The clip also showed Digwa standing a few steps away after he had reported to the police that he was subjected to a racist attack by Nowak.
Life sentence for Digwa
A UK court earlier this week ruled that Digwa was lying about the racist attack.
Nowak, who was a first-year student at the University of Southampton, was apparently out with friends when he was stabbed. As police arrived at the scene after Digwa’s complaint of a racist assault, they found Nowak held up by someone who said he had a mouthful of blood.
Digwa also told the police he was injured as he pointed to his eyelids, which he alleged was swollen. He claimed Nowak knocked off his turban and pulled his hair.
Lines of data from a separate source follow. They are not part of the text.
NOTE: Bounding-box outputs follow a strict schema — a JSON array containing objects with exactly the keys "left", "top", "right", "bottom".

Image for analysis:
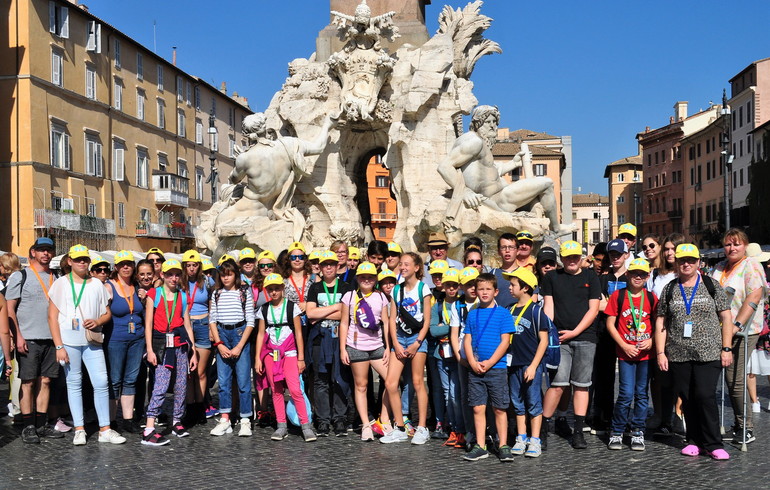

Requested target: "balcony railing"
[{"left": 152, "top": 170, "right": 190, "bottom": 208}]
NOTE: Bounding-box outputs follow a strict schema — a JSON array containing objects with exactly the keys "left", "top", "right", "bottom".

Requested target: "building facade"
[{"left": 0, "top": 0, "right": 251, "bottom": 255}]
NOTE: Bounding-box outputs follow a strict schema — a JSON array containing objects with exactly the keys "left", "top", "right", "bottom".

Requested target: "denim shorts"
[{"left": 192, "top": 317, "right": 211, "bottom": 349}]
Officers laid Nowak on his side and searched for stab wounds after handcuffing him. The last words Nowak apparently heard were one of the officers saying he was arrested for assault and reading him his rights.
According to law enforcement, once the police discovered his injuries, they uncuffed him and started CPR.
The Southampton Crown Court convicted Digwa of murder with Judge William Mousley telling him that he didn’t believe Nowak was racist towards him.
“You are the only person to make that claim, and it is completely at odds with his previous character,” said the judge.
Mark Nowak, Henry’s father, said that the case was not about racism or religion, and that he wanted his death to lead to safer streets and not be used to create “further division, hatred or tension”.
Digwa’s mother, 53-year-old Kiran Kaur, was also convicted with the charge of assisting an offender after trying to hide the murder weapon. Her sentencing will be on July 17.
Protests in UK
Several citizens attended a demonstration outside a Southampton police station on Tuesday, reacting to Nowak’s arrest and subsequent death, with many chanting “I can’t breathe”.
Many stormed the area where the 18-year-old was killed and clashed with riot police, pelting them with chairs, rocks, and flares.
Prime Minister Keir Starmer said he was sickened by the video and said the police had to provide answers about how “accusations of racism informed the decision-making in this case”.
Leader of the anti-immigration Reform UK Party Nigel Farage urged people to respond to the incident with “pure cold rage”, calling for an end to “anti-white prejudice” and the promotion of the idea “that white lives matter just as much as Black lives”.
Home Secretary Shabana Mahmood rejected the claims that there were different policing standards for different communities and appealed to members of Parliament to not “allow this murder to turn communities against one another”.